The workshop I attended focused on international law’s interfaces with individual rights. The notable breadth of papers defies summary: One contribution examined how international legal tools can assist with preventing and investigating digitally-assisted crime across jurisdictional borders. Another addressed the challenges nomadic communities encounter due to the statist focus of international law. A third paper explored the multi-level governance of gender markers in passports. These examples demonstrate how international law harbors opportunity for scholarly inquiry in both legal-theoretical and everyday-practical dimensions.

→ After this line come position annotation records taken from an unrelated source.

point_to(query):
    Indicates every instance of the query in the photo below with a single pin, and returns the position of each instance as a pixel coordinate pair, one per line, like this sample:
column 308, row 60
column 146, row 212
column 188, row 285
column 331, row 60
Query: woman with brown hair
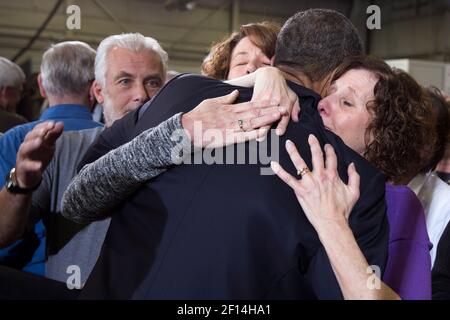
column 386, row 117
column 242, row 52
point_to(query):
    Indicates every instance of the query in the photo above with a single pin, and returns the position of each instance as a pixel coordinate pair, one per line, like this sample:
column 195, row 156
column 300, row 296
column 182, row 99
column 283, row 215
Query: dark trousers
column 18, row 285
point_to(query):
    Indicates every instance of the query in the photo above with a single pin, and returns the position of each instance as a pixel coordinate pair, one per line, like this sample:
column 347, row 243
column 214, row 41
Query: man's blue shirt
column 28, row 253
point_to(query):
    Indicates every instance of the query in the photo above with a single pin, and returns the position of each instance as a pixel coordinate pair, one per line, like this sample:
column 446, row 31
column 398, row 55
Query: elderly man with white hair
column 129, row 69
column 67, row 73
column 11, row 86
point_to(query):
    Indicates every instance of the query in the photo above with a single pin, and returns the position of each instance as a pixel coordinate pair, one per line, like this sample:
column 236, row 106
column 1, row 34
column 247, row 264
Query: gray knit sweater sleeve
column 103, row 184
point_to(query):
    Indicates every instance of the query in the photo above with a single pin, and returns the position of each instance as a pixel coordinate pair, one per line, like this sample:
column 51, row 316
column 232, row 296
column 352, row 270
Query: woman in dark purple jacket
column 385, row 116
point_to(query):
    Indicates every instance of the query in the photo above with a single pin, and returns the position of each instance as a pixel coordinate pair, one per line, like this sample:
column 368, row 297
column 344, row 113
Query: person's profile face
column 344, row 109
column 132, row 78
column 246, row 58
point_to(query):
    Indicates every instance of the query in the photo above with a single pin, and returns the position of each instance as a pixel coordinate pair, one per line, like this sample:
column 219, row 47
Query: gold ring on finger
column 241, row 125
column 302, row 172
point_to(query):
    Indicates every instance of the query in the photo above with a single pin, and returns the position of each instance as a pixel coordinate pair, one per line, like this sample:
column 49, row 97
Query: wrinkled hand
column 321, row 193
column 36, row 152
column 216, row 122
column 270, row 85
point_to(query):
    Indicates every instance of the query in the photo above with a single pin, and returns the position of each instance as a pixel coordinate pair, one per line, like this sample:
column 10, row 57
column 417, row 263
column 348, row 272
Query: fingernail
column 275, row 166
column 289, row 144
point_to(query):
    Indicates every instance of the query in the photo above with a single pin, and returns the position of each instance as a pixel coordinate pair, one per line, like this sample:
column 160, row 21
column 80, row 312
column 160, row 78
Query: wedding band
column 302, row 172
column 241, row 125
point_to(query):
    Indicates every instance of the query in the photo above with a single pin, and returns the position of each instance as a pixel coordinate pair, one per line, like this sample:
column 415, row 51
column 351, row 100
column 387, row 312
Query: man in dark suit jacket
column 224, row 231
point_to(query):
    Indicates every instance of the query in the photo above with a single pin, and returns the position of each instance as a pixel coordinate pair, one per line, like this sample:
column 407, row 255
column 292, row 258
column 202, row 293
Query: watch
column 12, row 185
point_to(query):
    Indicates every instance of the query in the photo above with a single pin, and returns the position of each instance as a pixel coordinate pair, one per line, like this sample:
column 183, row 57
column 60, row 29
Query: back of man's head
column 134, row 42
column 314, row 42
column 11, row 75
column 67, row 69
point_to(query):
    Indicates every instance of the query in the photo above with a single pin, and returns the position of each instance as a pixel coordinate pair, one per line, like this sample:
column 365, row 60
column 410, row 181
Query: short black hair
column 441, row 109
column 316, row 41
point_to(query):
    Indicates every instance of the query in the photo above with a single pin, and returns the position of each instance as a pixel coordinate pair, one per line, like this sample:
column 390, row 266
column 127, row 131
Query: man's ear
column 41, row 87
column 272, row 60
column 3, row 97
column 98, row 92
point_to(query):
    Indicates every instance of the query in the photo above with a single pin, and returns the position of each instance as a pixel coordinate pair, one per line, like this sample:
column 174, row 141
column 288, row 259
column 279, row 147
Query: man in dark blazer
column 224, row 231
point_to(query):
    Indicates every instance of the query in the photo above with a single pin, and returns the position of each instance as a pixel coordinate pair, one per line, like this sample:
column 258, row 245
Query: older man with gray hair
column 67, row 73
column 11, row 87
column 130, row 69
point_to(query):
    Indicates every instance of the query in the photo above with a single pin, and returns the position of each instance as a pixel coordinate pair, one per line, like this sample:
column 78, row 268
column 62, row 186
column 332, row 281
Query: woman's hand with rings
column 324, row 197
column 218, row 122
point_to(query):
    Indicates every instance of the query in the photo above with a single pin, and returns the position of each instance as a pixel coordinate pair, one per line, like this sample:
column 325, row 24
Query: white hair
column 67, row 68
column 11, row 75
column 135, row 42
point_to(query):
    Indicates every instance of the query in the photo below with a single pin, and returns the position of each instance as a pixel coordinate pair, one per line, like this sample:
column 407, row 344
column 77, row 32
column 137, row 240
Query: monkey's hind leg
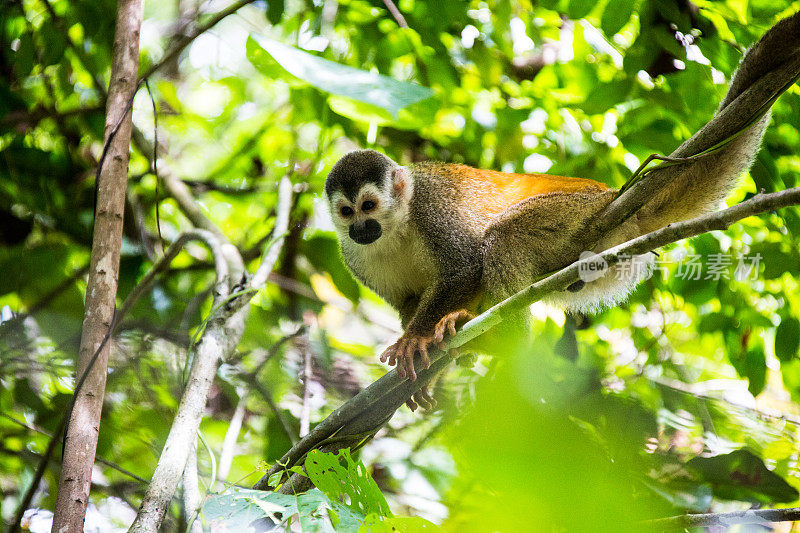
column 540, row 235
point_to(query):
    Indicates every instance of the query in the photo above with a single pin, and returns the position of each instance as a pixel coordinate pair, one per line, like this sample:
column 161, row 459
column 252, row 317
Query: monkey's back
column 481, row 195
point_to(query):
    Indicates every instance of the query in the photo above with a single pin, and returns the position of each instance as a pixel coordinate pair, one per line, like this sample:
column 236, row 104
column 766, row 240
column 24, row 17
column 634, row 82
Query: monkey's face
column 364, row 199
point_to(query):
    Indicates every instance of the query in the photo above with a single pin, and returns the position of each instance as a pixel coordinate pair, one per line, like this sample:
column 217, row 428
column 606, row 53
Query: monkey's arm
column 440, row 308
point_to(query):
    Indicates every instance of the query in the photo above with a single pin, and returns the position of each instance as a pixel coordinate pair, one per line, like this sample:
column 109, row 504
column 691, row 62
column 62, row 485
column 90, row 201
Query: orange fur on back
column 492, row 192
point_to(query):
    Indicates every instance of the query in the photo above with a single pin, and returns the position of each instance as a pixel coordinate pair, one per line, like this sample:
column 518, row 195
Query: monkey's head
column 368, row 195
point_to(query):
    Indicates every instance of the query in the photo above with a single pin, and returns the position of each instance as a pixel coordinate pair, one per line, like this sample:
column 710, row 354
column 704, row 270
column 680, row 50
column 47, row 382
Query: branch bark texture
column 82, row 431
column 365, row 413
column 218, row 341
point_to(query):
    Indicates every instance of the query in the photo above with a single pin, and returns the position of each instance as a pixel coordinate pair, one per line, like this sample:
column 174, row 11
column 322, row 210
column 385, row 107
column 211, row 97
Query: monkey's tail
column 701, row 184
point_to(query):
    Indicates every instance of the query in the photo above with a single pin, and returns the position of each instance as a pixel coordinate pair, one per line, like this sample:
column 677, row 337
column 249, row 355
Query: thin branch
column 207, row 237
column 188, row 205
column 219, row 339
column 305, row 410
column 763, row 517
column 366, row 412
column 181, row 44
column 83, row 426
column 267, row 396
column 191, row 491
column 228, row 451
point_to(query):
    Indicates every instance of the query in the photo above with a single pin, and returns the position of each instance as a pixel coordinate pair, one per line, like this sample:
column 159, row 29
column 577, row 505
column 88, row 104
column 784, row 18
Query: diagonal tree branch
column 762, row 517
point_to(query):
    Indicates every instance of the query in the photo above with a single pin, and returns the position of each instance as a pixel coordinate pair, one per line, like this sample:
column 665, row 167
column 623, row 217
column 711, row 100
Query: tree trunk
column 82, row 431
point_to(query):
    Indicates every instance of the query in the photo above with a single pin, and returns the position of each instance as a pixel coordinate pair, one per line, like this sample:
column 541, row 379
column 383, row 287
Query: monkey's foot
column 447, row 325
column 402, row 352
column 422, row 398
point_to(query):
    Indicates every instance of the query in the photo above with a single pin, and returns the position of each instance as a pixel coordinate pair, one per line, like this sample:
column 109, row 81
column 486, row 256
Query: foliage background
column 608, row 424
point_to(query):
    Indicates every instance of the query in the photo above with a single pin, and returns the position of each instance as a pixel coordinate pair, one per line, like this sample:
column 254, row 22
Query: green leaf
column 275, row 9
column 370, row 88
column 54, row 43
column 741, row 475
column 616, row 14
column 350, row 479
column 787, row 339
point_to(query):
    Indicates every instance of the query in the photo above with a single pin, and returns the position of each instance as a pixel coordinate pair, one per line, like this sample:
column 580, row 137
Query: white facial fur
column 391, row 204
column 394, row 265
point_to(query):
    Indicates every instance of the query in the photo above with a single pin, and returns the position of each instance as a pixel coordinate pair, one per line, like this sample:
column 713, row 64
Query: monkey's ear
column 399, row 180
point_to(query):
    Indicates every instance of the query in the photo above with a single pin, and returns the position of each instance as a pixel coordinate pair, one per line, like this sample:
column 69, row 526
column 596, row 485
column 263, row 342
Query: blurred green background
column 682, row 399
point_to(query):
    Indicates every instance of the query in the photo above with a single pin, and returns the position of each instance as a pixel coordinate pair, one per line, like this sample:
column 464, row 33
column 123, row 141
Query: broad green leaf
column 741, row 475
column 322, row 251
column 397, row 524
column 350, row 479
column 367, row 87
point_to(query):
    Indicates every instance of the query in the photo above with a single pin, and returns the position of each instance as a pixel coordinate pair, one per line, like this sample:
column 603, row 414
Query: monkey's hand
column 422, row 398
column 402, row 352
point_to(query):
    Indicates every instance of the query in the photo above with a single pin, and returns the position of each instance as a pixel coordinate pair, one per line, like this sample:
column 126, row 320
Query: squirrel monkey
column 442, row 241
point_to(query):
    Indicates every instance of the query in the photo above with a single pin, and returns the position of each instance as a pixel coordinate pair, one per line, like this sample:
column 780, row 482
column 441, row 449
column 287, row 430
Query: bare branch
column 763, row 517
column 398, row 17
column 366, row 412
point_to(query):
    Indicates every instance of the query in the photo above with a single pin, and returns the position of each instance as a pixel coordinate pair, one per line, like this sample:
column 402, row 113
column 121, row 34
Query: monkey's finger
column 451, row 327
column 411, row 405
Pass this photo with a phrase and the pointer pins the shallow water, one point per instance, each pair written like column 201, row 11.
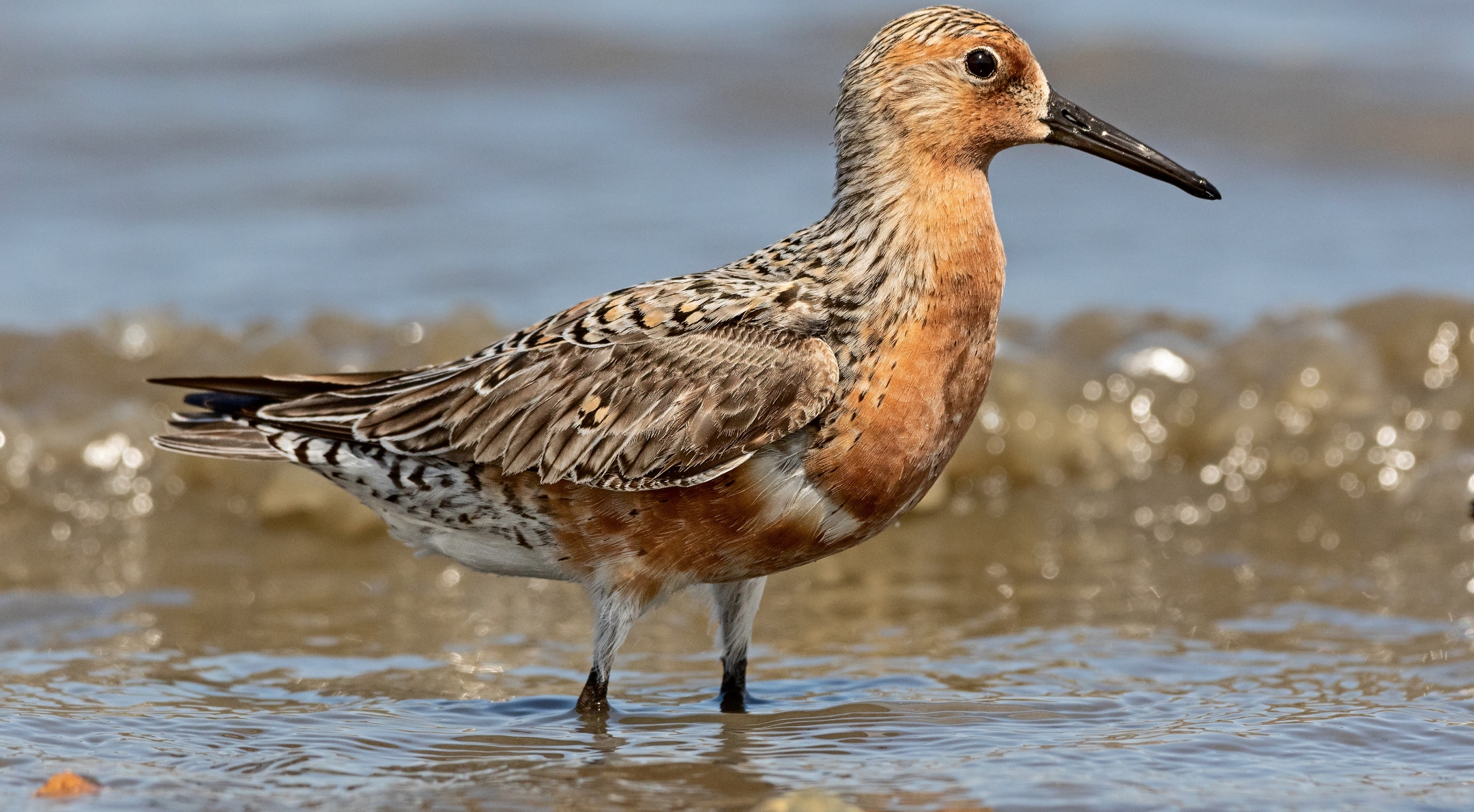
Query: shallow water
column 1172, row 566
column 1209, row 562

Among a variety of interests, several cross-cutting themes could be identified. Many Fellows grappled with decreasing compliance and growing backlash in the realm of human rights. Governments – both authoritarian and, increasingly, non-authoritarian – have become more willing to openly disparage or defy international institutions. This trend re-surfaces challenges of enforcement, legitimacy, and ultimately even the universality of international human rights law: Between abolitionist visions, backsliding, and reform proposals, the path forward appears more uncertain than at most times since World War II.
Our workshop also uncovered “dead spots” in the law: Areas where individuals or groups fall through proverbial doctrinal or institutional cracks. Discussions both descriptive and normative about methods and appropriateness of their mitigation ensued. Despite the variety in their scope of inquiry, Fellows identified similar avenues for redress that remain open and feasible under international law. These evident challenges of invisibility and exclusion underscored why (re-)considering the conditions under which international law can meaningfully serve as a reservoir of justice for those at the margins remains an important task for international lawyers today. The workshop left ample opportunity to reflect and converse on this question.
A significant advantage of this format was the interplay between substantive discussions and methodological input. The professors who joined the group, Laurence R. Helfer and James J. Silk, not only provided meaningful commentary on the doctrinal and theoretical ideas of each paper, but also offered concrete advice on framing, research design, and optimal case selection. Peer feedback complemented this guidance, with all participants building on one another’s insights and constructively challenging views to bring out the strongest possible form of each argument.